To identify a non-invasive marker of disease activity in EoE that could be a low-risk, low-cost alternative to endoscopic evaluation. FeNO measurements have been successfully utilized in management of eosinophilic airway inflammatory disorders such as asthma. Our study assessed FeNO as a potential biomarker to monitor esophageal eosinophilic inflammation in EoE.

Research objectives

Main objective of our study is to evaluate utility of FeNO in management of Pediatric EoE. Our study also analyzed if gastric and duodenal eosinophils (downstream eosinophilia) have any effect on FeNO scores.

Research methods

Pediatric patients with upper gastrointestinal symptoms and suspected EoE were enrolled in this cross-sectional study. Chemiluminescence nitric oxide analyzer (NIOX MINO, Aerocrine, Inc.; Stockholm, Sweden) machine was used to obtain FeNO measurements prior to endoscopy. Clinical characteristics data for all EoE and non-EoE patients was collected. Correlation of FeNO levels with esophageal eosinophils, EoE and abnormal downstream eosinophilia in the stomach and duodenum was analyzed.
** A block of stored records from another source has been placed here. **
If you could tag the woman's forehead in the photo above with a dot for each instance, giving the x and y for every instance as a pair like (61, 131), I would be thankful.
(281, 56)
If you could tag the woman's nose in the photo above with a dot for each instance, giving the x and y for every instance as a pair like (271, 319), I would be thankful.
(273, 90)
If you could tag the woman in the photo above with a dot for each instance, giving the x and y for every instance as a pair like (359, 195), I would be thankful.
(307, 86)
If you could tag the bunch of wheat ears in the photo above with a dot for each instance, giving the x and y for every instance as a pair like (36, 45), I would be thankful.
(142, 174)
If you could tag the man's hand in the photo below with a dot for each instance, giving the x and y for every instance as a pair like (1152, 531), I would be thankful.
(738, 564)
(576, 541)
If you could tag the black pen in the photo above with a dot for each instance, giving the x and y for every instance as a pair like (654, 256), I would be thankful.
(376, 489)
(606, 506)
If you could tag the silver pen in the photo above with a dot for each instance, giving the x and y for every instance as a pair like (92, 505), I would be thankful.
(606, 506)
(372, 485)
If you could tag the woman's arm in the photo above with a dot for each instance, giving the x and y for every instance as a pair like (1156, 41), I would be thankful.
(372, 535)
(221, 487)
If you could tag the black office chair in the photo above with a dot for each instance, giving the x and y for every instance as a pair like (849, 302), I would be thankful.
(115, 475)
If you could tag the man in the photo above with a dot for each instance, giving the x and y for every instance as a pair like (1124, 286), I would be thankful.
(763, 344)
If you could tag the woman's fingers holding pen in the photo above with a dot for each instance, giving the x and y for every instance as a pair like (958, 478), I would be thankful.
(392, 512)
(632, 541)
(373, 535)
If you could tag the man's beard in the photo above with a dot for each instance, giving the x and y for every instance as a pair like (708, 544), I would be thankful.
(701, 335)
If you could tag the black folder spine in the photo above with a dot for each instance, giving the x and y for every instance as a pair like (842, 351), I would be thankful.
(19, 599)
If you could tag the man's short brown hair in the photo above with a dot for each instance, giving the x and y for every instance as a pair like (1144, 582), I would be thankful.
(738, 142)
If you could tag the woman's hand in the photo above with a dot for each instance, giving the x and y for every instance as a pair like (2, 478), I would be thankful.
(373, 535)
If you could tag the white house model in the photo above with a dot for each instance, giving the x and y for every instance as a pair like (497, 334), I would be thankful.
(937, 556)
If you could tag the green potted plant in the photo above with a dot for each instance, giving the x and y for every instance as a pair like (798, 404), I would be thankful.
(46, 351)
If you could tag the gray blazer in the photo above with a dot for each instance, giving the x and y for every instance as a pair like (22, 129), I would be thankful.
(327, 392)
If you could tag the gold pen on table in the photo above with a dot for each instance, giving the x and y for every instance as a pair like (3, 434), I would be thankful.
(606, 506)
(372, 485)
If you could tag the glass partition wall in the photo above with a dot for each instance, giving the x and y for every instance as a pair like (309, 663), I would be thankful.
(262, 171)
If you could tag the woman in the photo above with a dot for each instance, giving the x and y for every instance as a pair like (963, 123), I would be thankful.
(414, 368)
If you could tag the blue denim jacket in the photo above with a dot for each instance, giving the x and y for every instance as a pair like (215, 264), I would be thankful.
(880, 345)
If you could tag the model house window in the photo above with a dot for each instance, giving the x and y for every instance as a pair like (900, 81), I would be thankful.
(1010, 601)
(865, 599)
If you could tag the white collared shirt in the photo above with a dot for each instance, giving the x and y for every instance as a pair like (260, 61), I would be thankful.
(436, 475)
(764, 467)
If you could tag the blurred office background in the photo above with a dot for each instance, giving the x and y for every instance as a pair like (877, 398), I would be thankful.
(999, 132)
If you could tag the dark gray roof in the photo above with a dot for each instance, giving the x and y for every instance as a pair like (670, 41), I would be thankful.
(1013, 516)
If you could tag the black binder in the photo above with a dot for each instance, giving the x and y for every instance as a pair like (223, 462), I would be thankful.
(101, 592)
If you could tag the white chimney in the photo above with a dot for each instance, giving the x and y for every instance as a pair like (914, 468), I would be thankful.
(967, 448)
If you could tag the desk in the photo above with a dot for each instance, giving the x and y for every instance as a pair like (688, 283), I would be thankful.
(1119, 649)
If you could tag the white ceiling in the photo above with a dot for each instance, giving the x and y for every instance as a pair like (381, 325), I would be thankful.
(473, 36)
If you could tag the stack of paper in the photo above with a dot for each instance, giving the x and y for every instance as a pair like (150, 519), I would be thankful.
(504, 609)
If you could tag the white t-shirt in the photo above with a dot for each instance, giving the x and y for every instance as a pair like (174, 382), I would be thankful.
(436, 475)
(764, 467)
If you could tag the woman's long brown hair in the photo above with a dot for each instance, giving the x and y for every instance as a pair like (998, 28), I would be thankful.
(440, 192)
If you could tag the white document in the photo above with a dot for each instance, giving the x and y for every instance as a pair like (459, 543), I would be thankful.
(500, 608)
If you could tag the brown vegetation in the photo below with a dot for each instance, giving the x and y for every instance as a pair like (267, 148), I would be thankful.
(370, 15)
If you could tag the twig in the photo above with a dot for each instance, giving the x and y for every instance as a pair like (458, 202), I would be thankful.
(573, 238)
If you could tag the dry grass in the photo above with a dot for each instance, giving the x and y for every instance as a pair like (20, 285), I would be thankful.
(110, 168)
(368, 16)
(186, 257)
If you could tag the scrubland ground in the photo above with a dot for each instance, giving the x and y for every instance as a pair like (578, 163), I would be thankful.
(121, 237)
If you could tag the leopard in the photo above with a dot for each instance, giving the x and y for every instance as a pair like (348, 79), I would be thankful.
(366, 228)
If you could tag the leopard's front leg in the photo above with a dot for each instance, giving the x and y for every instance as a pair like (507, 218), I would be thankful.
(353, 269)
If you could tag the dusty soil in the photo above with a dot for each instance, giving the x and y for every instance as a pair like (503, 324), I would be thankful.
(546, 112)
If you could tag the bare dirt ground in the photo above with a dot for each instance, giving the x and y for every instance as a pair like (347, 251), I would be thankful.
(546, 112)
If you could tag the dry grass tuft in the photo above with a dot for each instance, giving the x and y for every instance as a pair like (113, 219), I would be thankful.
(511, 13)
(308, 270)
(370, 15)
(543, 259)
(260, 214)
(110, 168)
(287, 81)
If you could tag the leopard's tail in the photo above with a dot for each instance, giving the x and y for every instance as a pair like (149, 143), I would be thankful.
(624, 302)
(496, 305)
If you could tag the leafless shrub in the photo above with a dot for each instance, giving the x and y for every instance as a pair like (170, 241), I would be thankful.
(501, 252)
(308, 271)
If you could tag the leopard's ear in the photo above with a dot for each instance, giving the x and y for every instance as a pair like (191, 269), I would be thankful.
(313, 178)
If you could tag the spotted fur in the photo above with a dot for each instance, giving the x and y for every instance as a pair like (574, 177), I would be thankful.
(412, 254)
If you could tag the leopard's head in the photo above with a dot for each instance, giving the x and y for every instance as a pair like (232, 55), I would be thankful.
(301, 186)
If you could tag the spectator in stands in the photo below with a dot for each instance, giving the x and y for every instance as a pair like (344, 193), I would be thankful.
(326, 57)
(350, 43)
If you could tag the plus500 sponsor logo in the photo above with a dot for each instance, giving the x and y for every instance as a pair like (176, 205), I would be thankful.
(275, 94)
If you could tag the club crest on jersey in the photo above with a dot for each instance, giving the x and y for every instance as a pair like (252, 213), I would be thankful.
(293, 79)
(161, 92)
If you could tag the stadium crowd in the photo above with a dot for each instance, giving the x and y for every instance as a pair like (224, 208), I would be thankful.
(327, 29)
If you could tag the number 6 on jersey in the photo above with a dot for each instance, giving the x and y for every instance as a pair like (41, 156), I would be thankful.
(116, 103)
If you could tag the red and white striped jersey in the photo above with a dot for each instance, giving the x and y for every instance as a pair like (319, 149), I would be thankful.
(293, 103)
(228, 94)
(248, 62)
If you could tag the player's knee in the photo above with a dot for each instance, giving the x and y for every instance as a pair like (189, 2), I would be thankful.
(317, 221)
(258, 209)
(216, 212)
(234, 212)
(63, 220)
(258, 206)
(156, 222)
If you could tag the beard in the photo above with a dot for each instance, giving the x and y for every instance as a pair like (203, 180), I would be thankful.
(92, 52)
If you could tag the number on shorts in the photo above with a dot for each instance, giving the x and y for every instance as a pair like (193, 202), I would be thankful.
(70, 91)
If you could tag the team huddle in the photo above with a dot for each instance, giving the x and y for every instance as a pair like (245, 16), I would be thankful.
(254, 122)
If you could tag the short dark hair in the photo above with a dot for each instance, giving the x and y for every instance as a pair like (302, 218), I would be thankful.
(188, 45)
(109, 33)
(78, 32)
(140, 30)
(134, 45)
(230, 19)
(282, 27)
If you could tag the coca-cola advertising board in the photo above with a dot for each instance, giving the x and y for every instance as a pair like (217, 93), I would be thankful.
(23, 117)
A comprehensive atopy questionnaire was utilized for presence of atopy, which was controlled for in a separate logistic regression analysis to assess its effect on FeNO in EoE patients.

Research results

Higher FeNO levels were found in patients with EoE compared to the non-EoE cohort, after adjusting for atopy. FeNO levels more than 30 ppb were noted to be more specific for active esophageal inflammation. Elevated FeNO levels were also noted in patients with high gastric and duodenal eosinophils, with a trend towards significance.

Research conclusions

Given the specificity of high FeNO levels (> 30 ppb) in prediction of histological diagnosis of EoE, a FeNO cutoff could be established for surveillance in EoE patients, particularly those with high initial FeNO levels. Cautious interpretation or perhaps a higher FeNO cut off may be needed in patients with high downstream eosinophils. FeNO may have a clinical role in management of EoE to suggest response to therapy in a subset of pediatric EoE patients. Future studies are needed to evaluate this further.

Research perspectives

Future studies should focus on including EoE patients from the time of diagnosis, and in remission while following an individual patient’s FeNO levels over time to allow monitoring of esophageal inflammation. This could provide a precise assessment for utilization of a FeNO cutoff in prediction of esophageal eosinophilic inflammation.